Securities processing is the means by which buy and sell orders are executed and by regulation, broker-dealers and exchanges must strive to achieve the most efficient execution at the best prevailing price.  Faced with an FTT, these firms are likely to gravitate towards alternate trading platforms in other states to offer a better price for their clients.

Securities trading is extremely portable:  technological advances and regulation require market participants to maintain high levels of resiliency to ensure orderly functioning of markets and investor protection, which means exchanges and dealers must maintain multiple back up trading venues.  In today’s increasingly electronic markets, a stock trade can be conducted by the same exchange from multiple physical locations.  Faced with an FTT in New Jersey, several market participants have stated they may leave the state in order to continue to best serve their customers.  Not only could this result in less revenue for the state stemming from the tax, it also means the loss of good paying jobs.

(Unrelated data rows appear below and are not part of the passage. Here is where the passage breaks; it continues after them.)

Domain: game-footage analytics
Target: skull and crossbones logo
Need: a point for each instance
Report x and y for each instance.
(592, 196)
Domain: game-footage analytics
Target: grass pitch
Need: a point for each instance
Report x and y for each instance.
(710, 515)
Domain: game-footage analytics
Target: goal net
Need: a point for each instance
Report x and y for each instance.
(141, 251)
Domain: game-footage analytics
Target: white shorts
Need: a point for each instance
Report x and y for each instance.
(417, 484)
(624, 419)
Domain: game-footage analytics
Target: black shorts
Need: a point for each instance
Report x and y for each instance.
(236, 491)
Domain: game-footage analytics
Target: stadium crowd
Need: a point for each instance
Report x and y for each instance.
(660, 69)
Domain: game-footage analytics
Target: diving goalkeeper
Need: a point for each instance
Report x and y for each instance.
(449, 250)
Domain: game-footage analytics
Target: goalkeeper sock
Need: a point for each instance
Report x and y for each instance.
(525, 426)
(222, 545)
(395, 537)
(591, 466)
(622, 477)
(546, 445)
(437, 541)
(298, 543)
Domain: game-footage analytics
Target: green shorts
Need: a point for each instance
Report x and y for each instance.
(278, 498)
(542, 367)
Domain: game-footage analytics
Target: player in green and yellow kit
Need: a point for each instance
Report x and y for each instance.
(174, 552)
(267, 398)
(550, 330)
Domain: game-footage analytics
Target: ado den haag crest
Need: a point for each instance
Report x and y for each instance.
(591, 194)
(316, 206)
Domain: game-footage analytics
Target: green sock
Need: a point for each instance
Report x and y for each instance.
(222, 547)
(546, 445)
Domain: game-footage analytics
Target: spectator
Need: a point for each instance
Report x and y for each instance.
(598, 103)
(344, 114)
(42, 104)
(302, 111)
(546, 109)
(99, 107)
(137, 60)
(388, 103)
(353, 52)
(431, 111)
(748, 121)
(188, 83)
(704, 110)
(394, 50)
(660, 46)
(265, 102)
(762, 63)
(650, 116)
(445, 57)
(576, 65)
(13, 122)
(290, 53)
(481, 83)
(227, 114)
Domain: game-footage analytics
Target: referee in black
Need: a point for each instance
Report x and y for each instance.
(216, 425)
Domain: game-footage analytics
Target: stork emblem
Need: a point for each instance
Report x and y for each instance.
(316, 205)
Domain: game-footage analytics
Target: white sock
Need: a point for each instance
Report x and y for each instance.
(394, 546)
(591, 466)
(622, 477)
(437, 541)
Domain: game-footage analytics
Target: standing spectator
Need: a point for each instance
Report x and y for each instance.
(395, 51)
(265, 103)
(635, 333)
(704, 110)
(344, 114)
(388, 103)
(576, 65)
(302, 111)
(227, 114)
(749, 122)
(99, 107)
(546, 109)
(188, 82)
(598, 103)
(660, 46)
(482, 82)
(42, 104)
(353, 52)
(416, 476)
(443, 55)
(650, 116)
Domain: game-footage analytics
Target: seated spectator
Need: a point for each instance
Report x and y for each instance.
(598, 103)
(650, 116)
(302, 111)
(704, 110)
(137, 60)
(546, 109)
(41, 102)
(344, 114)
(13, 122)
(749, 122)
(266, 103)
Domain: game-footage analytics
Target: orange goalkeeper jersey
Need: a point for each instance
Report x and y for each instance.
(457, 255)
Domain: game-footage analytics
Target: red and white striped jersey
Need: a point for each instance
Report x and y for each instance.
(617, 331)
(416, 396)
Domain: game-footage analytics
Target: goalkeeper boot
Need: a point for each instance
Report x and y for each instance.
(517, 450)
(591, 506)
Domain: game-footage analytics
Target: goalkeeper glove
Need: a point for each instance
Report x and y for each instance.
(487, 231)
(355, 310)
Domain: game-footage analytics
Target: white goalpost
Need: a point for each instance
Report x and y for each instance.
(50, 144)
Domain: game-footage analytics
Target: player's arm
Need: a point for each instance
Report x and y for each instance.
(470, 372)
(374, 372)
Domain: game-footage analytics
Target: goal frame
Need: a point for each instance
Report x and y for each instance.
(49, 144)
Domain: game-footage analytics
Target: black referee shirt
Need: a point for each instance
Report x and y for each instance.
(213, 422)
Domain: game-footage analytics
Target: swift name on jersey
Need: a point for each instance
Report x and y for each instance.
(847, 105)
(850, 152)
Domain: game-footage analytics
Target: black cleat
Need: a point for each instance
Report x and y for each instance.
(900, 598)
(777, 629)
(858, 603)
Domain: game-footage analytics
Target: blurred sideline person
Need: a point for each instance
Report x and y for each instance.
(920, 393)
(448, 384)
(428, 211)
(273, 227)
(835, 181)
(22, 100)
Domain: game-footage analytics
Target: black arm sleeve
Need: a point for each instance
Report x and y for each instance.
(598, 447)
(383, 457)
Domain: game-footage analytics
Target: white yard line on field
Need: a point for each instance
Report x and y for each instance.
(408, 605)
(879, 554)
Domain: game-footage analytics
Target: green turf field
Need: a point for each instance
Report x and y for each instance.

A recent EY study found the financial services sector employs more than 38,000 workers in New Jersey.  The economic activities of the sector in New Jersey support 25,700 employees indirectly in supplier businesses such as professional services, building services, utilities, and transportation. Additional economic contributions, which relate to the economic activity supported by the consumption spending of the sector’s employees, supports an additional 29,100 jobs which are concentrated in sectors such as restaurants, retailers, and personal services.  That totals 55,000 New Jersey workers.  Moreover, the sector contributes nearly $1.4 billion in New Jersey state and local taxes.  An FTT would send a signal New Jersey isn’t open for business or interested in fostering as robust a financial services industry, which would discourage growth in the industry in the state, impacting not just current employment but future opportunities as well.

Moreover, the proposed FTT may impose an unconstitutional burden by imposing a tax on the sale of federal securities.  In prior instances, taxes of this nature have failed when challenged legally because the activity is not sufficiently connected to a state to justify a tax; because the proposed tax is not related to benefits provided to the taxpayer; and/or because the tax discriminates against interstate commerce and is not fairly apportioned—in this case New Jersey would be imposing a tax on people outside the state simply because of where their order is routed.

As ever, history can teach us a lesson here. Major economies that have adopted such taxes have had overwhelmingly negative results, including reduced asset prices, trading moving to other venues, market dislocation and decreased liquidity. Past experience also suggests that the proposed FTT would raise less revenue than supporters often claim.

However well intentioned, this tax proposal would have negative consequences for investors and the NJ economy.

Kenneth E. Bentsen, Jr. is president and CEO of SIFMA.